Methods: After presenting theoretical foundations, this study illustrates the approach by applying it to six hospital glucose meter systems (GMSs) using clinical multi-center (n=2767) and multi-system (n=613, n=100) observations.
Results: LS MAD curves identified breakouts, that is, points where the locally-smoothed median absolute difference (LS MAD) curve exceeds the recommended error tolerance limit of 5 mg/dL (0.28 mmol/L).
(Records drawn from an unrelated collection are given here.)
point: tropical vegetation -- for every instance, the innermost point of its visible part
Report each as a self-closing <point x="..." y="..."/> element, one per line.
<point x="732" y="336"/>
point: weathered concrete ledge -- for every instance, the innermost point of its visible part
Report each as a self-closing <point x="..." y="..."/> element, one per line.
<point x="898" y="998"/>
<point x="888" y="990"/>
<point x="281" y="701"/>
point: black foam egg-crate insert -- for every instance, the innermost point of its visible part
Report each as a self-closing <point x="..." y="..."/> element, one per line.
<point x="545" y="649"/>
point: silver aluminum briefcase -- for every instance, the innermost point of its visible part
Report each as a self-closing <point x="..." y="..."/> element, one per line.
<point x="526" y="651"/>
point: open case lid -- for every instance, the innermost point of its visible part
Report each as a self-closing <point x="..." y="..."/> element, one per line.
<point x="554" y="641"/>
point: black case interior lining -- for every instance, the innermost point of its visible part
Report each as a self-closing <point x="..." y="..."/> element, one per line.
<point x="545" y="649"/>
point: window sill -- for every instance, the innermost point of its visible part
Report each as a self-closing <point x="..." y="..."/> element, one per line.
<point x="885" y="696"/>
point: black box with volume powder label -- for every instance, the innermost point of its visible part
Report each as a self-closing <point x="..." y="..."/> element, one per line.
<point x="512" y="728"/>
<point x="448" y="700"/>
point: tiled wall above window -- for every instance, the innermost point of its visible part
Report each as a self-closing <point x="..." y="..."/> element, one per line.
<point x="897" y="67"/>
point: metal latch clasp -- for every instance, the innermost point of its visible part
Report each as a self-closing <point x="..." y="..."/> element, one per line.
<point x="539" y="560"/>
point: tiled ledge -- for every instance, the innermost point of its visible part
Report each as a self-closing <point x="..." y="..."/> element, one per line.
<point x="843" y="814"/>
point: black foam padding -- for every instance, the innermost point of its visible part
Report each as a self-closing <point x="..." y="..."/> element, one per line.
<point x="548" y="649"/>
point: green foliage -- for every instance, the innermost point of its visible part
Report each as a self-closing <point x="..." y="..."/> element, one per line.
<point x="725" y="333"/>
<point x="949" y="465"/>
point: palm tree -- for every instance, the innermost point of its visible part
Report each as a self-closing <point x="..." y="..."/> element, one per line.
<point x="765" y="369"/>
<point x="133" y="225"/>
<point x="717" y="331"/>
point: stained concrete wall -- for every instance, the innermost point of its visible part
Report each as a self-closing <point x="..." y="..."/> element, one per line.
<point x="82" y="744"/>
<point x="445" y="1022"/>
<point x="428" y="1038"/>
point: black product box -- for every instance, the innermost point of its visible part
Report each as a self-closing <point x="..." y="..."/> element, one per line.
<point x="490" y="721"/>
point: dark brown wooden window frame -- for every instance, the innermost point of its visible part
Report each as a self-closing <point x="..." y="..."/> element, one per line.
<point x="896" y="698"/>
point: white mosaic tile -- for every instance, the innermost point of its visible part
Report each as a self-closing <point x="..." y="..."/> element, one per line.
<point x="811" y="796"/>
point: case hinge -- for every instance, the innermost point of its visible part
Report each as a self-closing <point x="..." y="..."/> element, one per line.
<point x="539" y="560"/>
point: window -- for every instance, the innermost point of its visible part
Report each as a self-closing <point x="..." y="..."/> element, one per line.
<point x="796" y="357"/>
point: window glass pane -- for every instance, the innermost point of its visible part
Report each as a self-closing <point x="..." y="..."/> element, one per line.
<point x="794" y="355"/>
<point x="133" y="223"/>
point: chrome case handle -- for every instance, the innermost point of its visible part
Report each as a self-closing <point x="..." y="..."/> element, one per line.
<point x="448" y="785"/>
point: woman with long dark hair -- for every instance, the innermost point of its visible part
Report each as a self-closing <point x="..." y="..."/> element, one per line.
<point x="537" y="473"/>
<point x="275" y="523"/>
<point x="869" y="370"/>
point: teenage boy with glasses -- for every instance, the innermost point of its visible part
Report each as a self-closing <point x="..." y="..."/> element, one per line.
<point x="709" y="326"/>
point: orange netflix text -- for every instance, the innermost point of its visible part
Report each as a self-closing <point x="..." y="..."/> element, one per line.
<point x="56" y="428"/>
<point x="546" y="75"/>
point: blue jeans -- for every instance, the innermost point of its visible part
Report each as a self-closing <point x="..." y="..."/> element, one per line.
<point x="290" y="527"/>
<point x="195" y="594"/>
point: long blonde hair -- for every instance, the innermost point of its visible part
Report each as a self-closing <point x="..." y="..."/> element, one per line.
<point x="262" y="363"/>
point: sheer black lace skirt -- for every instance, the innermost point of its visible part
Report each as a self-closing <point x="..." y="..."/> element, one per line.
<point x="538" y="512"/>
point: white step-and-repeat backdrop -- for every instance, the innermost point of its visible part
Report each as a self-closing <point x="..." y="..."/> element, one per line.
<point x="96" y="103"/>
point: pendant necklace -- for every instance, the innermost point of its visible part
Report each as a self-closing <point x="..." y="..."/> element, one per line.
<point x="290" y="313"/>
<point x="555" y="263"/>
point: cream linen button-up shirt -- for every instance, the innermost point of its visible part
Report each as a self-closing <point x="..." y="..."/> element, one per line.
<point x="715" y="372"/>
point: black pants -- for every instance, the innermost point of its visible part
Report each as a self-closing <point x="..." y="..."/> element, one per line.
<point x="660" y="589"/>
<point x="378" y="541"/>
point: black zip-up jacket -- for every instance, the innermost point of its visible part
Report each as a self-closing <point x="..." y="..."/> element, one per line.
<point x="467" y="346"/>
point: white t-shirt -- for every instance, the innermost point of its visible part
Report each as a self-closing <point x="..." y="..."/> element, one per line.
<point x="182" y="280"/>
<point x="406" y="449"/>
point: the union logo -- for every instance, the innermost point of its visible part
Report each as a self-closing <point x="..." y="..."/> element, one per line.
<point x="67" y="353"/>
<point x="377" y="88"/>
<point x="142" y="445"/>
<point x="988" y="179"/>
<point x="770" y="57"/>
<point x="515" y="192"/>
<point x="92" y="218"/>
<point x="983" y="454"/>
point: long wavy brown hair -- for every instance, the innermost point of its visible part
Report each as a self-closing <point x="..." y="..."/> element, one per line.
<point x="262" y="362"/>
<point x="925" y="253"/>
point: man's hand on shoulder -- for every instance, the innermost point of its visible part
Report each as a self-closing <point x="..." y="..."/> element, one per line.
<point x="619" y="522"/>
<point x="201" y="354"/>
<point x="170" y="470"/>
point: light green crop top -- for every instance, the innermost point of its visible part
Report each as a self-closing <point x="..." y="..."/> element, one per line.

LS maximum absolute difference (MaxAD) breakthroughs, which occur where the LS MaxAD curve exceeds the 99th percentile of MaxADs from x=30–200 mg/dL (1.67–11.10 mmol/L), showed extreme error locations. A multi-sensor interference- and hematocrirt-correcting GMS displayed a flat LS MAD curve until it reached a breakout of 179 mg/dL (9.94 mmol/L) and generated breakthroughs that could affect bedside decision-making, but less erratically than other systems with inadequate performance for hospital critical care. We discovered Class I (meter high, reference low) and Class II (converse) discrepant values in some systems. Class I errors could lead to inappropriate insulin dosing and hypoglycemic episodes in tight glucose control.
Conclusions: LS MAD-MaxAD curves help assess the performance of point-of-care testing. Visual mapping of systematic and random errors locally over the entire analyte measurement range in a single integrated display is an advantage when considering the adverse impact of zones of poor quantitative performance on specific clinical applications, threshold-driven bedside decisions and the care of critically ill patients.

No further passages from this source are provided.